The Department of Education is set to pull the plug on $27 million worth of foreign language education grants, as the Foreign Language Assistance Program (FLAP), which awarded grants in three- or five-year increments, is scrapped.
"What this cut does is pull the rug out from these programs," said Martha Abbott, executive director of the American Council on the Teaching of Foreign Languages (ACTFA).
"Some of them are in the middle of being funded; I think it'll be interesting to see how the communities react to this."
The grants were split by a mix of 55 charter schools, school districts, and states, but now FLAP's absence might affect more than the schools that were being funded, writes Jason Koebler at US News.
The money helped schools develop new foreign language classes that could then be emulated in other schools if found successful in their pilot run. But that's coming to an end now — as are many other foreign language programs, mainly in elementary schools, as they're cut by state legislatures.
"They've usually been added on, so it's easy to cut," says Abbott.
However, this comes as a growth in Mandarin Chinese and Japanese classes is being seen in American schools. A recent report by ACTFA shows that the number of K-12 students taking Chinese classes tripled between the 2004-2005 school year and 2007-2008, while the number of students taking Japanese increased 17 percent, writes Koebler.
The government has funded several programs in languages like Arabic, Chinese, and Urdu in the name of globalization and national security. Some new Chinese programs are even paid for by the Chinese government to encourage American/Chinese relations.
"When a country's economy is strong, the government is often willing to support extending the learning of that language," Abbott says.

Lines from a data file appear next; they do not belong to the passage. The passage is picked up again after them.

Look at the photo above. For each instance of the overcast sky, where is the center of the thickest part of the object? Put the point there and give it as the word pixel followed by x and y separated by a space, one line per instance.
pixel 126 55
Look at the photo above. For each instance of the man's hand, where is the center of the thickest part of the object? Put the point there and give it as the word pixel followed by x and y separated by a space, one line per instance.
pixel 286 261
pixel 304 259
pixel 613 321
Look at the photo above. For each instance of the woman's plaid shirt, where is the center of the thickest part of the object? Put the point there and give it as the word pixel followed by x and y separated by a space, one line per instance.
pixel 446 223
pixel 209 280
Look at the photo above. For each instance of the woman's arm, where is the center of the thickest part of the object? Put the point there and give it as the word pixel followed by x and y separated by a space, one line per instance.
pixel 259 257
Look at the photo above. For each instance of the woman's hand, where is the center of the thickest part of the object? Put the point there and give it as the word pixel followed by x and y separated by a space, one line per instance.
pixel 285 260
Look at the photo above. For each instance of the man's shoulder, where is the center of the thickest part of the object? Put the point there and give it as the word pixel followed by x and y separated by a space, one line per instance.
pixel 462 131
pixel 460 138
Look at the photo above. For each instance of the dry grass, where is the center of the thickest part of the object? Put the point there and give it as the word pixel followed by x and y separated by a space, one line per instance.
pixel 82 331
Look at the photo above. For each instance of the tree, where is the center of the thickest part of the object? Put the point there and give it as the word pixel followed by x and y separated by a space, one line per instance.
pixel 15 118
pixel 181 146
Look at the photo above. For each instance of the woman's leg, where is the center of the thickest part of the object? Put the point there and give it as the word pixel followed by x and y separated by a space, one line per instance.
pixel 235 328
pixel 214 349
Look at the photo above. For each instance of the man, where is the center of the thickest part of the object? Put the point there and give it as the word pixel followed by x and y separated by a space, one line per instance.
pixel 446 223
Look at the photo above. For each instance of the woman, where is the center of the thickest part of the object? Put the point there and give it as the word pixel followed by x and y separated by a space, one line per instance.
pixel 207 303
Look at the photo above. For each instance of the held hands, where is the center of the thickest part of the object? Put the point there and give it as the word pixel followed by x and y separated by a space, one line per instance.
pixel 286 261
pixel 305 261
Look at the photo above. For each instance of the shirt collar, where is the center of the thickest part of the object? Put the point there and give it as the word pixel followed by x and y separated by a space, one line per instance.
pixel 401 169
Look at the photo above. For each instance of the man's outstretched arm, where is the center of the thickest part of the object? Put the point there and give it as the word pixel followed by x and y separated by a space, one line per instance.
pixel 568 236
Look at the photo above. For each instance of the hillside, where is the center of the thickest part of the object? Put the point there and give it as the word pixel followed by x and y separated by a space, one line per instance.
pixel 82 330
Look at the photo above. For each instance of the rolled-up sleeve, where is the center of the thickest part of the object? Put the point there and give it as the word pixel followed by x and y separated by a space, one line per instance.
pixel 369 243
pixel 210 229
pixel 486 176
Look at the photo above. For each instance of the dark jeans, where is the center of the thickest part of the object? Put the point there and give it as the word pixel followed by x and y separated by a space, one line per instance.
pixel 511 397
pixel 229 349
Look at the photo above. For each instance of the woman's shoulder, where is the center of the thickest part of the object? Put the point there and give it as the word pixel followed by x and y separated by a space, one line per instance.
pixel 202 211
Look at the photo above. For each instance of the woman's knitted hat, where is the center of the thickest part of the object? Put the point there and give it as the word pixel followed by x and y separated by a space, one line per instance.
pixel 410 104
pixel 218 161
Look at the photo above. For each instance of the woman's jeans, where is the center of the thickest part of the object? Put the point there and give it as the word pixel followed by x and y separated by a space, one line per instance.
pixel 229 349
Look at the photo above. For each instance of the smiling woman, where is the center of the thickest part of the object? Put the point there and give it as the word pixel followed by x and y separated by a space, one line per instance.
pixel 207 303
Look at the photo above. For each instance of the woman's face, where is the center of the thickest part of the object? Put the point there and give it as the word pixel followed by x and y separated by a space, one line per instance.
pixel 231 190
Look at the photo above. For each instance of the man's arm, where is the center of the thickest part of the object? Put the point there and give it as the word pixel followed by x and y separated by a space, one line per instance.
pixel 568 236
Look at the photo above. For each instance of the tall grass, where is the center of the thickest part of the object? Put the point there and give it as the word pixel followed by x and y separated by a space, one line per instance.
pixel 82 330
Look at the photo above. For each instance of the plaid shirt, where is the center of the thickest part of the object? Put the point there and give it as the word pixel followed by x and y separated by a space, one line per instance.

The idea that language-studying students see academic benefits beyond the remit of the language their studying is backed by several reports. The average SAT scores in both the verbal and math sections increased significantly in language-studying students.
Students who took four years of a foreign language scored more than 100 points higher on each section than students who took half a year or less, writes Koebler.
However, Abbott is keen to express that there is more to studying a foreign language than their academic benefits.
"Students who study a foreign language have an openness and acceptance to people who speak other languages and come from other cultures.
"We need to be growing students who can interact around the world. If we continue to grow a citizenry that is uncomfortable interacting and can't get out there on the global stage, then we're going to find ourselves in significant trouble in the world economy and the future."